I recently posted a request for a few days in a hut in the wild for a bit of time away. My very good friends and connections have given me leads which I hope will lead to days away soon, on Bodmin Moor, Dartmoor, and more locally at Prussia cove.
I’ve three books on the go at the moment, and I feel some time to take a high view over them would be good.
Here is an excerpt from my writing entitled ‘Love Letters.’
At the ends of your rounded fingertips there are creases, or little seams (I might ask, if I were sunshine, may I sit beside you with tiny snippers , and open up the seams? Will you tell me your secrets?)
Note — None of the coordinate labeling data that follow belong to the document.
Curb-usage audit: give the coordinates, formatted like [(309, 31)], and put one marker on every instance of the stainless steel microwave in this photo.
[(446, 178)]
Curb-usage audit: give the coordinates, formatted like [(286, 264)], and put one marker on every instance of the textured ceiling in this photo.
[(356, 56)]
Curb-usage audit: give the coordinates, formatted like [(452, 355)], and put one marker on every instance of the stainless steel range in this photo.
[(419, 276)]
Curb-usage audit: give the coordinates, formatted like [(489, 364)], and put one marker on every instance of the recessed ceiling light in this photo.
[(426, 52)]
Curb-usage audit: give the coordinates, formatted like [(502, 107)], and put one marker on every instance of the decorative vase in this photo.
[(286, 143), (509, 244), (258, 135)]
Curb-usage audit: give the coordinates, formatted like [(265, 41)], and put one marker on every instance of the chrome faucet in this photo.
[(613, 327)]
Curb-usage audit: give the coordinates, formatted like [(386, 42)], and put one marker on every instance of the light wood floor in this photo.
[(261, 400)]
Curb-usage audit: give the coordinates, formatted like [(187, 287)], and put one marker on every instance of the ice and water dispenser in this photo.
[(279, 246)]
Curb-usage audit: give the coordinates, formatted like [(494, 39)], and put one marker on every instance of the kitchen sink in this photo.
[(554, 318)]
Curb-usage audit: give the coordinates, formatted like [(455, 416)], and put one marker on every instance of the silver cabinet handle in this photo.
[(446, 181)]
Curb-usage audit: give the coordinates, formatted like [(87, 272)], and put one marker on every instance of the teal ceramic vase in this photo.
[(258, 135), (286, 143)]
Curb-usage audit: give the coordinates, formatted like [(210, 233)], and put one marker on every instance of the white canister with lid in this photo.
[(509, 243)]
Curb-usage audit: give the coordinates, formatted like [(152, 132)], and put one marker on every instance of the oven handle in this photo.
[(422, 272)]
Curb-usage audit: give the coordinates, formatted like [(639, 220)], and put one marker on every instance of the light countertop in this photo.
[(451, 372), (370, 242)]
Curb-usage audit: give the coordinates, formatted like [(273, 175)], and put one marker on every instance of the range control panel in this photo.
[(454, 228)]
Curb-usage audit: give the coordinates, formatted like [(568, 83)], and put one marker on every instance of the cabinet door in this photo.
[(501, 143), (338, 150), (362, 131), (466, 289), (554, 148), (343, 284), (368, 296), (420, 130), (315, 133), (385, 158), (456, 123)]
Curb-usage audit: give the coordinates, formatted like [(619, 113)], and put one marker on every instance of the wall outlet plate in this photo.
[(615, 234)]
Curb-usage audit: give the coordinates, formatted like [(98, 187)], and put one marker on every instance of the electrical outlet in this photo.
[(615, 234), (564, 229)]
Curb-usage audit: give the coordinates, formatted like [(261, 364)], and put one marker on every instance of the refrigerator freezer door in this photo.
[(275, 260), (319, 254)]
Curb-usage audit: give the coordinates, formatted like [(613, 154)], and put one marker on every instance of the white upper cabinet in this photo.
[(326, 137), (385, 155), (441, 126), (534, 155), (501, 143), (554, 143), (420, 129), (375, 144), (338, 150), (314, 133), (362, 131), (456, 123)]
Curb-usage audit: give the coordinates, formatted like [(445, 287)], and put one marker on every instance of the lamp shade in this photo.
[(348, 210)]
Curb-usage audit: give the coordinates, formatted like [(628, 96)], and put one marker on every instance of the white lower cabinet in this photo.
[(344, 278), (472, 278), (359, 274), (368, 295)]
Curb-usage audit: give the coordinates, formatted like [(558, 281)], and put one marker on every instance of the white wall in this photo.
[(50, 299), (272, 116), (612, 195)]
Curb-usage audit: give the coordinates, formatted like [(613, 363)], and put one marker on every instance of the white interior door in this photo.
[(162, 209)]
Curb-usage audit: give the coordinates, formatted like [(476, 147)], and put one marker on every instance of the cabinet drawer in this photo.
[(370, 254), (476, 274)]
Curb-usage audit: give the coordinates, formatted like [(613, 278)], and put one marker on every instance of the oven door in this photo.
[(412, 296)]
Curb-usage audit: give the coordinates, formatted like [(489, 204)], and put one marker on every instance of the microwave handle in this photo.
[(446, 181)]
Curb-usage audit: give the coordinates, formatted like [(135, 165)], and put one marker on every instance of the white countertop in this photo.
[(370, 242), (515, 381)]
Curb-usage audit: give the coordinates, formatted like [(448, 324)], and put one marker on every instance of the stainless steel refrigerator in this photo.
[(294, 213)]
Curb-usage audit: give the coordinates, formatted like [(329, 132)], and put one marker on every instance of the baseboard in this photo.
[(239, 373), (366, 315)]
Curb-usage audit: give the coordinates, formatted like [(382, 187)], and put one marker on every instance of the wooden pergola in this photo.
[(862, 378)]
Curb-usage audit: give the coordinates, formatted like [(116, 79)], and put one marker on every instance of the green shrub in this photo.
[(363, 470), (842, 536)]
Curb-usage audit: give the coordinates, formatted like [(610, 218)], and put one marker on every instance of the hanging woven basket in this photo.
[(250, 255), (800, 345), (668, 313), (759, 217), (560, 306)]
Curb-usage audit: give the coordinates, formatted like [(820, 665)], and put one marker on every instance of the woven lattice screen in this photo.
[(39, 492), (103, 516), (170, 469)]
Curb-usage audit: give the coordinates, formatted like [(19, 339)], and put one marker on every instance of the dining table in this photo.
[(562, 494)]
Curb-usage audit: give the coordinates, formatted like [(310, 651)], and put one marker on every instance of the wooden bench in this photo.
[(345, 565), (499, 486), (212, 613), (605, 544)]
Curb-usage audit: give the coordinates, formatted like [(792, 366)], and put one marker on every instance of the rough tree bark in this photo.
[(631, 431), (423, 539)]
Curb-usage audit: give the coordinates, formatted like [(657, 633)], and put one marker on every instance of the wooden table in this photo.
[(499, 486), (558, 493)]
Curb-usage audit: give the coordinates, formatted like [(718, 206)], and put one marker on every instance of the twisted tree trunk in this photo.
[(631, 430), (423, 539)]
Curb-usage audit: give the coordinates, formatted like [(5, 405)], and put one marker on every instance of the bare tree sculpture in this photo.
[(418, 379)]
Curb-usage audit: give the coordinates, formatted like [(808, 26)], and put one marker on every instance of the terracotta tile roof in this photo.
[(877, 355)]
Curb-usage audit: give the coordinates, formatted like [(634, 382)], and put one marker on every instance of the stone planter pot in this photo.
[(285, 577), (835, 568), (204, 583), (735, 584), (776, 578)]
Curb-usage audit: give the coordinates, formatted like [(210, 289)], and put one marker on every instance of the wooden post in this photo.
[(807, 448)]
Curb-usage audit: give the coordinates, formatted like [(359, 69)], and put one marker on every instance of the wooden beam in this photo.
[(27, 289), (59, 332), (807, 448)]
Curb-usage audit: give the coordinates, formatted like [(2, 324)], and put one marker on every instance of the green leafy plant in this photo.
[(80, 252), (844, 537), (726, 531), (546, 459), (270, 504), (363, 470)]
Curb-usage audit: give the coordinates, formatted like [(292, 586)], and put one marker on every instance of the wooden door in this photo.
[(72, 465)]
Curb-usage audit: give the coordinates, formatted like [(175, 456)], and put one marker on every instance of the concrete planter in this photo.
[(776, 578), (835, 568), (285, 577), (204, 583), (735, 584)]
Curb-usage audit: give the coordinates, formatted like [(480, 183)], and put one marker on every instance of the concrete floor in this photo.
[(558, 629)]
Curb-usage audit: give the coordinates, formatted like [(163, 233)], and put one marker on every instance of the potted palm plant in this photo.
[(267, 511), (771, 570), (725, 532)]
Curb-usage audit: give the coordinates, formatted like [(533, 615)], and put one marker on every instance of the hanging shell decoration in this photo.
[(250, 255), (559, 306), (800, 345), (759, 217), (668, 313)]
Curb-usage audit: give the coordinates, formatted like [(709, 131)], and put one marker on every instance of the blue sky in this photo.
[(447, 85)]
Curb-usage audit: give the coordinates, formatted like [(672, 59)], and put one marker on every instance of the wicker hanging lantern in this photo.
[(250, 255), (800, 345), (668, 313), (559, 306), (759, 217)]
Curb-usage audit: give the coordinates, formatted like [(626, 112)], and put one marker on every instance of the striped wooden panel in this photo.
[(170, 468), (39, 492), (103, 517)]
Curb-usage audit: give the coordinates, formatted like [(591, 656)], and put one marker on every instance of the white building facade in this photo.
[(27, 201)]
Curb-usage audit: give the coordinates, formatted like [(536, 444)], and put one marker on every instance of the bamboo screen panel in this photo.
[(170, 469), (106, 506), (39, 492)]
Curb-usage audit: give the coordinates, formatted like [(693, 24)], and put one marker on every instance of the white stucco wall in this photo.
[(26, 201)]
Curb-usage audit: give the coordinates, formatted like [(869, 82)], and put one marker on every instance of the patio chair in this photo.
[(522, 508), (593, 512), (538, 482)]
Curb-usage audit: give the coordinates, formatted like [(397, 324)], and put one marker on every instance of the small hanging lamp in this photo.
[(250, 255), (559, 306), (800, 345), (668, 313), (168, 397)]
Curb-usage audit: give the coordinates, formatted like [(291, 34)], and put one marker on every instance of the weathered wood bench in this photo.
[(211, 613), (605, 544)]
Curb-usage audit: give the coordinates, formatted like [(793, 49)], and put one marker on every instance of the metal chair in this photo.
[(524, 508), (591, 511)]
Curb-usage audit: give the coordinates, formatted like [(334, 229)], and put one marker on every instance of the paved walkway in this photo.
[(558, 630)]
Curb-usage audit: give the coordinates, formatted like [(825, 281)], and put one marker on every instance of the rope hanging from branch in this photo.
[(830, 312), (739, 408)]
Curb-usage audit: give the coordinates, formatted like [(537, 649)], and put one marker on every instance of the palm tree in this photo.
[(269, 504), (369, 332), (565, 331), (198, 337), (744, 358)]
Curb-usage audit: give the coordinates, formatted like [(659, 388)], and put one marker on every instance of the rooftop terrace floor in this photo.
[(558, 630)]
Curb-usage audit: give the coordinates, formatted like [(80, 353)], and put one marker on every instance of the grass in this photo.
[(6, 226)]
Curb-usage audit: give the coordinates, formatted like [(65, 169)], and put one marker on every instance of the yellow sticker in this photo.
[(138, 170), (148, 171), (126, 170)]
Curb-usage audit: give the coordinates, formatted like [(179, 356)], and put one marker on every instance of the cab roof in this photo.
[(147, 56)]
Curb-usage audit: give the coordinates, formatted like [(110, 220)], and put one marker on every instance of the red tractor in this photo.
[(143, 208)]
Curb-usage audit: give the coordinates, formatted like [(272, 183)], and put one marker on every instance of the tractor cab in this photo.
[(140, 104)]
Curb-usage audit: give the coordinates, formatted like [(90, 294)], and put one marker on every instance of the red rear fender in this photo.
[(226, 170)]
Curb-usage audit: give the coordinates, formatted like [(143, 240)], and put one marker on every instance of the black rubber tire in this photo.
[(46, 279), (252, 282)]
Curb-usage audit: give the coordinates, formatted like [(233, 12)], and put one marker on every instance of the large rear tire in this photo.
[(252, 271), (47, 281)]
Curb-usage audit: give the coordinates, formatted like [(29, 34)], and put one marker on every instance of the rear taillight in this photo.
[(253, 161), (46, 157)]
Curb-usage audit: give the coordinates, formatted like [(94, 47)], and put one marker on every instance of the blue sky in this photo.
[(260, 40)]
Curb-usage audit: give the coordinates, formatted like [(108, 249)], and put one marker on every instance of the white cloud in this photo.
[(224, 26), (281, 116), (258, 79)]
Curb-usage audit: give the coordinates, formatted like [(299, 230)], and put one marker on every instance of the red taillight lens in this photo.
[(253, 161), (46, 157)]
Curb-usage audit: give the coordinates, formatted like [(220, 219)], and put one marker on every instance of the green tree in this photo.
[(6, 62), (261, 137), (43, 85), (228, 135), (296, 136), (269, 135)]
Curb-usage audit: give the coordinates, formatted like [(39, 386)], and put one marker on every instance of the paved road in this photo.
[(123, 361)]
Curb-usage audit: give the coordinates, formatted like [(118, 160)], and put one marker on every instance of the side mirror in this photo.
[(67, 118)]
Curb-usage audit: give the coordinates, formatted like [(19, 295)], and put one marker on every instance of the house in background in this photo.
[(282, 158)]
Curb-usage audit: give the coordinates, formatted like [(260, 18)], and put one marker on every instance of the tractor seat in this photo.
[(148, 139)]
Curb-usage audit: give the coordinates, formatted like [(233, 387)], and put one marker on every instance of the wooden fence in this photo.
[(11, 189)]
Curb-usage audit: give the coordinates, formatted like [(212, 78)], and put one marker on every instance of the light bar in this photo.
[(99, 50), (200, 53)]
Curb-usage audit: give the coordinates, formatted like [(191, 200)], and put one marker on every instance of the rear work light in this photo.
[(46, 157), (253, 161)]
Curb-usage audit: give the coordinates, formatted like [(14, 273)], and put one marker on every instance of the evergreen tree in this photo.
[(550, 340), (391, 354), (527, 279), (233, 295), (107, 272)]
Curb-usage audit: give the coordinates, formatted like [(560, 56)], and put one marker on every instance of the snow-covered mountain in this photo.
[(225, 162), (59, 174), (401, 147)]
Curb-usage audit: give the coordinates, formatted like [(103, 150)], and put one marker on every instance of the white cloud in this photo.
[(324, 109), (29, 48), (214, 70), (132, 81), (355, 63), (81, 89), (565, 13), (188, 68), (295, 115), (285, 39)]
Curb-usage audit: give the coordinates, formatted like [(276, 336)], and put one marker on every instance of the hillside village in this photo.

Your fingers grow daily in the garden, their blunt ends emerge brown and pink from the dark soil. I watch them morning and evening. I drop onto my knees, onto the grass, then onto my palms, spread on the damp green, so I can watch you emerge. Each day you grow a little more.
As you reach upwards towards the sky the seam along the end of your finger opens, revealing gatherings of further petal-y finger-buds which become pink as they open. I smell the grass, I smell the earth, I can smell the bones of creatures asleep, fading, some hand-spans down beneath me. Bees come. The stems of your fingers grow longer and thicker. The buds swell and the flowers emerge, one after another. You are broad, luscious, soft. The skin of your petals, some cloud seme – cloud seed – a breath of semen, a seed gathering, falling upwards into my lap. I see you swirling in the space between us, all the tiny hanging be-skirted seeds, looking for this palm – or that one – to land upon, to nestle into, to set up home. The seeds are all the words I say; they fill my mouth, they land here after floating for so many cold seasons; the currents of your breath dispel them over my body before they gather and spill softly around my belly.
The entrance point: my umbilicus – the golden cord goes through here, little hands follow each other through the door.
Your petals stroke my legs as I stand near you. I think to be an animal, and I stand over all of you, this forest of hands growing in my garden. Your petals stroke my belly, and my thighs. I can be the sky for a while, you will be my earth. You are the man in the garden with the broad chest of dark fronds I would lie on in joy, moving snake-like; or wriggling like an infant, sucking drops of moisture from the ends of all your stems.